Harlan shrugged his shoulders, and his thought was, “Parisian doll!” as it usually was when his sister-in-law irritated him. Certainly, if there were a Parisienne present it was Lena and not the unchanging Martha in her Paris clothes.

The little boy shouted louder and louder, since attention was still denied him;—he tugged at his father’s coat, wailing shrilly, “Look at me, papa! Oh, my goodness, can’t you watch me?”

Meanwhile Martha, beaming down upon Mrs. Oliphant, nevertheless sent an impersonal glance over that amiable lady’s head to where the child thus besieged his father, who seemed to be in a temporary stupor. Dan looked much older, Martha thought, than when she had gone away; and, though she had not expected him to retain for ever an unlined face and his fine figure, she felt a little dismay at finding him settling into what was strikingly like middle-age. He was older and heavier than he need have been, she thought, and a stranger might well have guessed Harlan to be ten years the younger of the two.
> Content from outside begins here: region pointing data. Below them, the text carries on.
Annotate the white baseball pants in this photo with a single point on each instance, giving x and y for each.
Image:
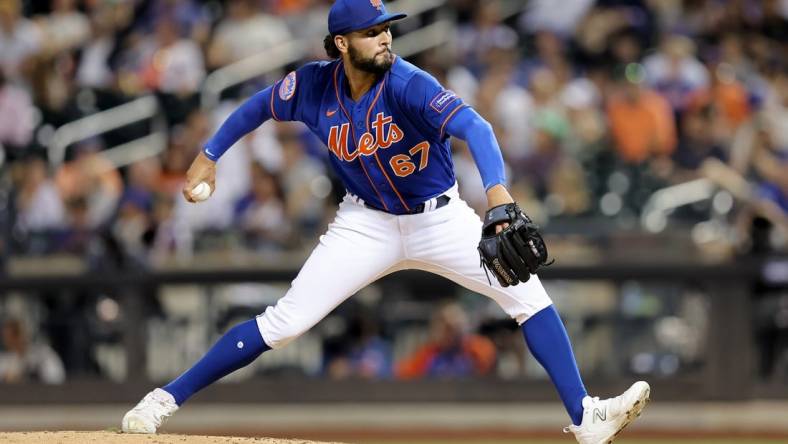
(362, 245)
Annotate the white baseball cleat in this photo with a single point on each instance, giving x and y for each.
(604, 419)
(150, 413)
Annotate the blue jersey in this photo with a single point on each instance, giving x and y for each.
(390, 147)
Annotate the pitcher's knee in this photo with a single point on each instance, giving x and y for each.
(278, 330)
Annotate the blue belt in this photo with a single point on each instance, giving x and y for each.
(440, 201)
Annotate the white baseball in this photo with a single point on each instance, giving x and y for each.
(201, 192)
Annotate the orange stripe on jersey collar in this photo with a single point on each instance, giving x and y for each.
(353, 136)
(443, 127)
(382, 170)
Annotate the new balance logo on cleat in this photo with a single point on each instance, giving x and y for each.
(604, 419)
(600, 414)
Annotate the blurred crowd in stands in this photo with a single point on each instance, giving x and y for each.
(596, 103)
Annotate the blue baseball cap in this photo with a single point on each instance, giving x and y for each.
(353, 15)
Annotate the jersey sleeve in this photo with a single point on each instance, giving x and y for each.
(295, 97)
(434, 104)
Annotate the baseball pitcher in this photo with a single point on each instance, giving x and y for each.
(387, 126)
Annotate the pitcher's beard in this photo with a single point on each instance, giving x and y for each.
(371, 65)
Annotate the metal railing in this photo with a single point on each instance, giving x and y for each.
(664, 201)
(147, 107)
(143, 108)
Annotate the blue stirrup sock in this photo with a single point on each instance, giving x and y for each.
(547, 339)
(238, 347)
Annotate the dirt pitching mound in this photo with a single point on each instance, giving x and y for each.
(123, 438)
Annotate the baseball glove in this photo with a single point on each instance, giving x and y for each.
(515, 253)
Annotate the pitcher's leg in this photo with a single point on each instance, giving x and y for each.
(360, 246)
(448, 247)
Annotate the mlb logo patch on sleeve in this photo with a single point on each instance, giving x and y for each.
(287, 88)
(441, 101)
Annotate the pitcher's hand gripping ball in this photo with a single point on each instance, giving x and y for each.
(201, 192)
(515, 253)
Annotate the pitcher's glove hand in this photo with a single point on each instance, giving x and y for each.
(515, 253)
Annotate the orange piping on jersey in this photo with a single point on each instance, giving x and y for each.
(273, 113)
(449, 118)
(369, 114)
(353, 136)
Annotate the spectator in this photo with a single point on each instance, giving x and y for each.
(16, 132)
(360, 353)
(38, 204)
(451, 351)
(20, 41)
(303, 179)
(23, 360)
(641, 120)
(261, 213)
(90, 185)
(475, 41)
(674, 71)
(65, 28)
(245, 31)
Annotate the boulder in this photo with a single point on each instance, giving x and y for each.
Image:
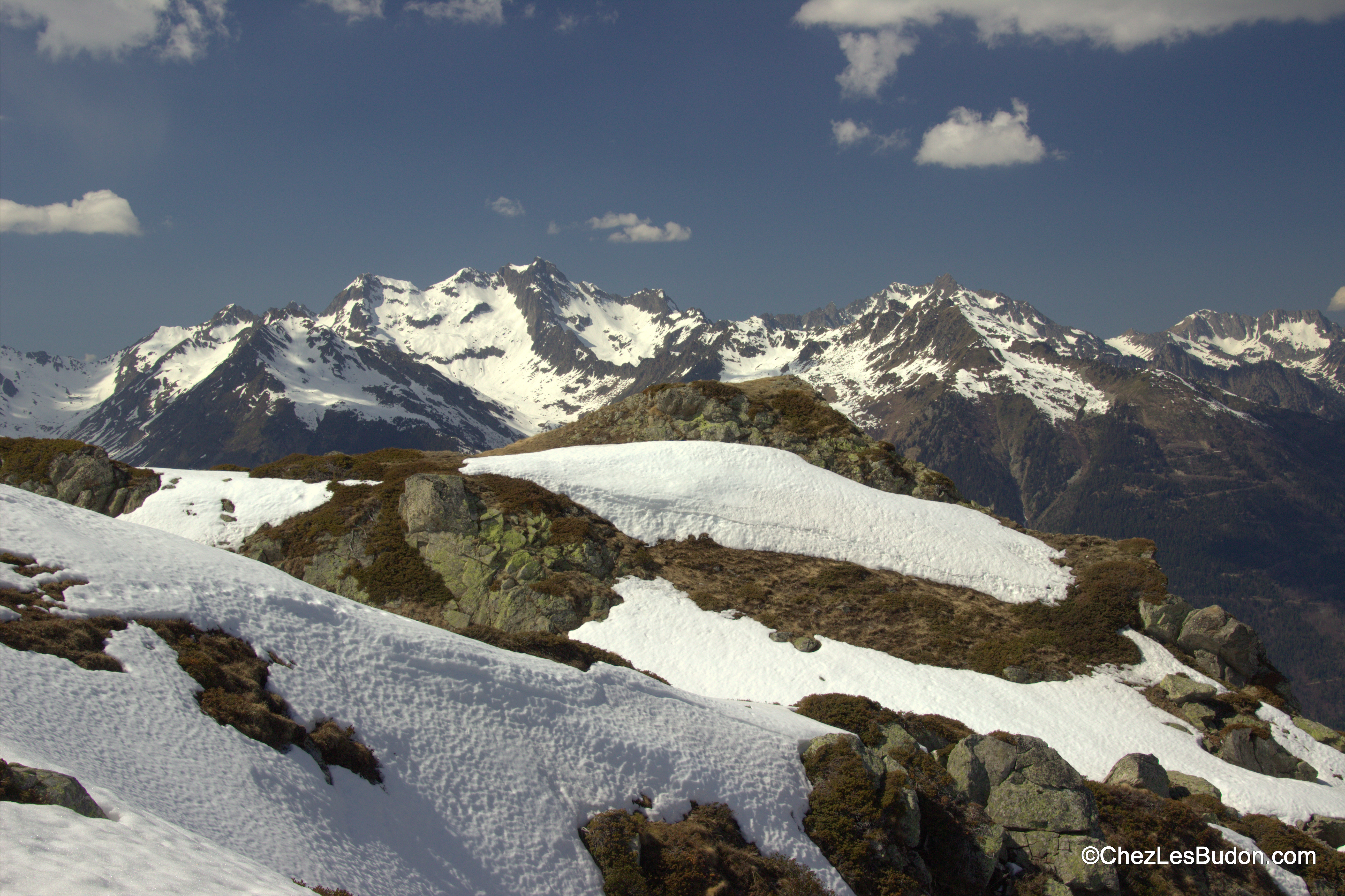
(1328, 829)
(1321, 734)
(1062, 855)
(50, 788)
(435, 504)
(1024, 784)
(1143, 771)
(1164, 622)
(1247, 749)
(1183, 785)
(1183, 691)
(1223, 646)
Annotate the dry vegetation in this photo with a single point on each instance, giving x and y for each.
(922, 621)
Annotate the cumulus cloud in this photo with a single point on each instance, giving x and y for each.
(462, 11)
(177, 30)
(1105, 24)
(872, 60)
(966, 140)
(631, 228)
(354, 10)
(506, 206)
(852, 134)
(97, 212)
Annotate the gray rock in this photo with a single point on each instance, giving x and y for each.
(1027, 807)
(1192, 785)
(435, 504)
(88, 478)
(1199, 715)
(1219, 641)
(1321, 734)
(1143, 771)
(56, 789)
(1262, 755)
(1329, 829)
(1183, 691)
(1164, 622)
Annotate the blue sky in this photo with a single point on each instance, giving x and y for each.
(1116, 165)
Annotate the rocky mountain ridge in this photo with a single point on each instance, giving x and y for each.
(1210, 438)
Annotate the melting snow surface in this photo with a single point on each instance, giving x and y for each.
(492, 759)
(1093, 720)
(768, 500)
(190, 504)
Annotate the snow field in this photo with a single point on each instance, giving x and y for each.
(492, 761)
(1091, 720)
(189, 504)
(759, 498)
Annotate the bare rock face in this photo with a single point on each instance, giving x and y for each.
(22, 784)
(1143, 771)
(76, 474)
(1164, 622)
(1223, 646)
(1249, 749)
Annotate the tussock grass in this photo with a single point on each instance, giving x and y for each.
(1138, 820)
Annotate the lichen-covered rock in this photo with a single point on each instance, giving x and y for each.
(22, 784)
(436, 504)
(1223, 646)
(1063, 856)
(1183, 785)
(778, 412)
(76, 474)
(1164, 622)
(1321, 734)
(1140, 770)
(1250, 749)
(1183, 691)
(1024, 784)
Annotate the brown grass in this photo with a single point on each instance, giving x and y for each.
(1138, 820)
(915, 619)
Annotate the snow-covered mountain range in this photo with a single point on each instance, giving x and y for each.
(483, 358)
(1210, 436)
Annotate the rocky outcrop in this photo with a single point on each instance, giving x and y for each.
(1040, 801)
(1140, 770)
(778, 412)
(25, 785)
(1256, 750)
(74, 473)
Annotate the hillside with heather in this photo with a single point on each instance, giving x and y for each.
(713, 637)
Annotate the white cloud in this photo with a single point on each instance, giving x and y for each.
(851, 134)
(354, 10)
(506, 206)
(178, 30)
(873, 61)
(966, 140)
(635, 229)
(1106, 24)
(462, 11)
(97, 212)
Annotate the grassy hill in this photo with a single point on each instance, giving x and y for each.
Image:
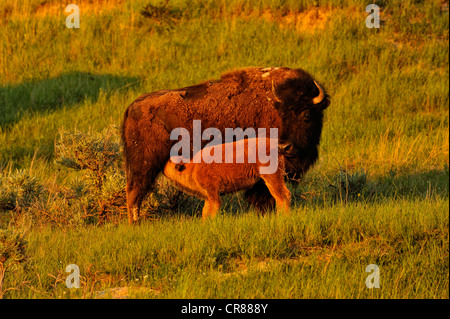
(378, 194)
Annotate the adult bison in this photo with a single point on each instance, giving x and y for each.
(283, 98)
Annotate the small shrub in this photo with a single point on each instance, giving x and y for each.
(18, 190)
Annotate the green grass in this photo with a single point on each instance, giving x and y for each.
(389, 118)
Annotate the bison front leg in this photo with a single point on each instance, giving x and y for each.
(260, 198)
(135, 195)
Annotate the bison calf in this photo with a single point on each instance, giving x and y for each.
(230, 172)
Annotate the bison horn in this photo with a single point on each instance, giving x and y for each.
(274, 93)
(321, 95)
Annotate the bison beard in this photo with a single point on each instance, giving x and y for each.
(283, 98)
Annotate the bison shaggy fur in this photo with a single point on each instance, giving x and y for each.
(283, 98)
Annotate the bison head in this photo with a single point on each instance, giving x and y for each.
(300, 102)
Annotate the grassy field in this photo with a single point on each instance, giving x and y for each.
(379, 193)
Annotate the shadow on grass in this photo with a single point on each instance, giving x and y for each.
(66, 90)
(319, 192)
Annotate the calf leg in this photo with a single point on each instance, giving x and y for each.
(135, 195)
(212, 206)
(277, 187)
(260, 197)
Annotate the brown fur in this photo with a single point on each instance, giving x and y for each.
(252, 97)
(210, 180)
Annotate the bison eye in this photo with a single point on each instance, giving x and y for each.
(307, 116)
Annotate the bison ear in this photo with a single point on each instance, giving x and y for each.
(180, 167)
(285, 147)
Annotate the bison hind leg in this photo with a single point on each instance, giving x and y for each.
(260, 198)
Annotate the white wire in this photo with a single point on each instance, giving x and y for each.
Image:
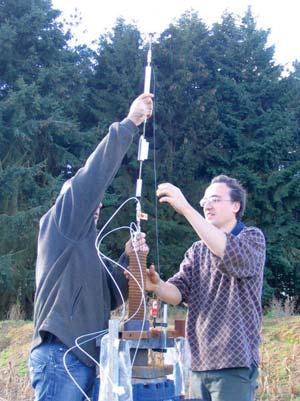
(102, 256)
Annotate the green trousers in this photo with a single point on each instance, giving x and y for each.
(234, 384)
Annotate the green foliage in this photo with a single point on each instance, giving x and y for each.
(222, 107)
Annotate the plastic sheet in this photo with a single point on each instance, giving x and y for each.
(123, 388)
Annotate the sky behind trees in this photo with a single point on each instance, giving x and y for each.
(155, 16)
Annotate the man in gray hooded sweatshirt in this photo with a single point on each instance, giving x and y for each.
(74, 293)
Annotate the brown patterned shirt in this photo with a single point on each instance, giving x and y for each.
(224, 301)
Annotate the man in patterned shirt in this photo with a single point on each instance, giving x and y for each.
(220, 279)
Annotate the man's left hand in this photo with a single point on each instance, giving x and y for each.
(137, 244)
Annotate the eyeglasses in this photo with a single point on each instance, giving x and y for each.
(212, 200)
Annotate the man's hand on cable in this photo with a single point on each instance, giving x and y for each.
(141, 108)
(152, 279)
(137, 244)
(172, 195)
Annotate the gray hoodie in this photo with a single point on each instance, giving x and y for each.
(74, 294)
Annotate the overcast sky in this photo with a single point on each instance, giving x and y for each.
(98, 16)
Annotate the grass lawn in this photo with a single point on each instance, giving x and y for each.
(280, 360)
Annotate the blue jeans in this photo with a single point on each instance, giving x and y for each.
(49, 378)
(235, 384)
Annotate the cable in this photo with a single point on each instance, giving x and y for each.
(155, 179)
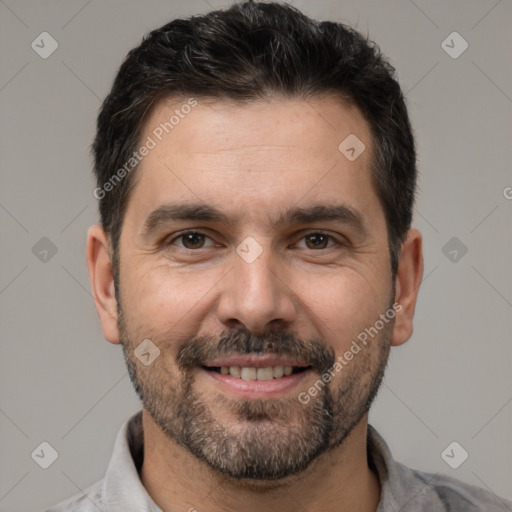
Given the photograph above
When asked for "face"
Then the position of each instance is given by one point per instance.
(253, 254)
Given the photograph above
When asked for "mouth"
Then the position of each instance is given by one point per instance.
(256, 376)
(257, 373)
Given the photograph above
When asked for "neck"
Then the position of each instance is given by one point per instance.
(337, 480)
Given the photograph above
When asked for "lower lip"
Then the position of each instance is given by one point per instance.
(256, 389)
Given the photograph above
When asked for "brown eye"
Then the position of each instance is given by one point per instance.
(318, 241)
(191, 240)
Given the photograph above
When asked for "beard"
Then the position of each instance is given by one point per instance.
(264, 440)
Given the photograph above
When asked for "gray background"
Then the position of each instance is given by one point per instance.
(60, 381)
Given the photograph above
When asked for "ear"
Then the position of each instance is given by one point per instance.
(102, 281)
(408, 280)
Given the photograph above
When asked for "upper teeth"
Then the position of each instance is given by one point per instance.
(248, 373)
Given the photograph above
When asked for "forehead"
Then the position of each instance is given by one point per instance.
(282, 150)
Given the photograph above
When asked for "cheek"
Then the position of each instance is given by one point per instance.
(161, 302)
(342, 306)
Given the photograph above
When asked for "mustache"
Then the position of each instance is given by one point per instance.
(200, 349)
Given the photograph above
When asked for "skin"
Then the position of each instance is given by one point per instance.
(252, 161)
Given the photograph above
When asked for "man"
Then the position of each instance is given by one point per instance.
(256, 177)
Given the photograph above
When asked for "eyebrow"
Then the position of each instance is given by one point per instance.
(167, 213)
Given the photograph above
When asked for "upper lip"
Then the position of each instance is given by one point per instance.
(255, 361)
Nowhere in Dan, with his broadened, preoccupied, and lined face, his heavy, careless figure and his middle-aged careless clothes, could she discover the jolly boy she had known, or the youth she had danced with in college holidays, or the jaunty young man so dashingly clad who had come home from New York engaged to be married, and told her so on a February walk she would always remember. What was more to her, nowhere in this almost middle-aged man of business, now beginning to be successful, could she discover signs of the spirit that once would have brought him instantly to welcome home an old friend, even if a wife did threaten. Yet he was a man who would have swept Lena aside if she had attempted to interfere with his business, Martha thought—and it was not a thought that made her happier. She moved to depart.

But at this, the insistent Henry, irritated beyond measure by the general indifference to his acrobatics, flung himself upon her, pulling fiercely at her dress. “My goodnuss! Can’t you watch me? What’s the matter with you? You got to watch me!”